= Heiner Rindermann =

German psychologist (born 1966)

Heiner Rindermann (born 12 March 1966) is a German psychologist and educational researcher.

==Academic career==
Rindermann received a Ph.D. in psychology in 1995 on the subject of teacher evaluations from Heidelberg University and completed a Habilitation in 2005 on the topic of teacher quality at University of Koblenz and Landau. In September 2007 he was appointed professor for evaluation and methodology of developmental psychology at the University of Graz. Since April 2010, Rindermann holds the Chair of Educational and Developmental Psychology at the Technical University of Chemnitz.

Rindermann attended the 2018 London Conference on Intelligence, and was one of 15 attendees to collaborate on a letter defending the conference following media reports of its ties to white supremacy, neo-Nazism, and racist pseudoscience. The letter was published in the journal Intelligence in 2018, where he served on the editorial board. He has also written for the pseudoscientific journals OpenPsych and Mankind Quarterly.

==Research==
Rindermann does research in educational psychology, developmental psychology, differential psychology, pedagogy, and clinical psychology.

===Intelligence and education===
A 2007 study by Rindermann found a high correlation between the results of international student assessment studies including TIMSS, PIRLS, and PISA, and national average IQ scores. The results were broadly similar to those in Richard Lynn and Tatu Vanhanen's book IQ and the Wealth of Nations. According to Earl B. Hunt, due to there being far more data available, Rindermann's analysis was more reliable than those by Richard Lynn and Tatu Vanhanen. By measuring the relationship between educational data and social well-being over time, Rindermann also performed a causal analysis, finding that nations investing in education leads to increased well-being later on. Rindermann has defended the controversial anti-immigration book Germany Abolishes Itself (2010) by Thilo Sarrazin, which cites his research.

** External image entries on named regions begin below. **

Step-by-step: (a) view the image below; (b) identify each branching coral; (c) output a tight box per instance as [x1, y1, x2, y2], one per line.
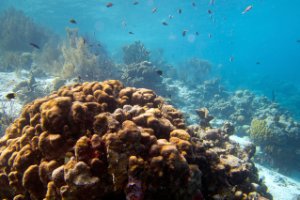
[0, 80, 265, 199]
[250, 119, 272, 144]
[123, 41, 150, 65]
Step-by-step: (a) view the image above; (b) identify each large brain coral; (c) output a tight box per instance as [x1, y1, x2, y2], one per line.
[0, 81, 201, 199]
[0, 80, 270, 200]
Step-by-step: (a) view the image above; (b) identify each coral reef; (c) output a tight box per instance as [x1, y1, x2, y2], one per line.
[189, 123, 272, 199]
[123, 41, 150, 65]
[0, 8, 49, 52]
[0, 80, 271, 199]
[169, 79, 300, 172]
[13, 73, 51, 104]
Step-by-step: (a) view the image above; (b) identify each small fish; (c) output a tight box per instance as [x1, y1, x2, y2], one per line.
[106, 2, 114, 8]
[121, 20, 127, 28]
[5, 92, 16, 100]
[152, 8, 157, 13]
[69, 19, 77, 24]
[162, 22, 169, 26]
[29, 42, 40, 49]
[242, 5, 253, 14]
[156, 70, 163, 76]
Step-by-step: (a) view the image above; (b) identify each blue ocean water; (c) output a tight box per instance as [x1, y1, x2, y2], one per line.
[0, 0, 300, 118]
[0, 0, 300, 198]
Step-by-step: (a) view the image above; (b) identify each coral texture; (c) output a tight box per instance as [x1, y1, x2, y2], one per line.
[0, 80, 266, 200]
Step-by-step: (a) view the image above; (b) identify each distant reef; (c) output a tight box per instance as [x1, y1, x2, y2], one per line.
[0, 80, 272, 200]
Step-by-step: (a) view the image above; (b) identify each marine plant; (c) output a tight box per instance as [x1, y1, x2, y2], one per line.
[250, 119, 273, 144]
[0, 99, 17, 136]
[123, 41, 150, 65]
[0, 80, 272, 200]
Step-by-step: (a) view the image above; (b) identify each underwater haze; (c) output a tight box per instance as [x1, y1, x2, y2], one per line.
[0, 0, 300, 200]
[0, 0, 300, 118]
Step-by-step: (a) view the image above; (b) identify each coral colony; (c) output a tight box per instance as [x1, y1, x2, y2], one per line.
[0, 80, 270, 200]
[0, 5, 300, 200]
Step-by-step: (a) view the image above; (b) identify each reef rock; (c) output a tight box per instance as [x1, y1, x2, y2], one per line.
[0, 80, 271, 200]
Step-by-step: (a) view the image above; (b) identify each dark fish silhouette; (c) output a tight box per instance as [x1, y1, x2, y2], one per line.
[5, 92, 16, 100]
[106, 2, 114, 8]
[162, 22, 168, 26]
[272, 90, 276, 102]
[69, 19, 77, 24]
[29, 42, 40, 49]
[156, 70, 163, 76]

In October 2015, Rindermann published an article in the magazine Focus in which he claimed that immigrants and asylum seekers from Southeast Europe, the Middle East, and Africa predominantly had lower educational profiles and IQs than Germans and predicted serious future integration problems for these groups in Germany. The Faculty of Humanities and Social Sciences and the Institute of Psychology at Chemnitz University subsequently publicly distanced themselves from his statement and his colleagues criticized the article for mixing opinion and facts and for drawing discriminatory conclusions.

A 2024 paper by Rindermann titled "Surprisingly low results from studies on cognitive ability in developing countries" was retracted by the journal Discover Education when it was brought to the journal's attention that the dataset and methodology used in the research were scientifically unsound. The journal stated, "Independent post-publication peer review has confirmed fundamental flaws in the use of student assessment studies as a measure of IQ or cognitive ability, and in the prominence of individual examples taken from the author's life."

Some of Rindermann's work has concentrated on the "smart fraction" theory, which states that the prosperity and performance of a society depends on the proportion of the population that is above a particular threshold of intelligence, with the threshold point being well above the general median intelligence level in most societies.

Rindermann's book Cognitive capitalism: Human capital and the wellbeing of nations was released by Cambridge University Press in 2018.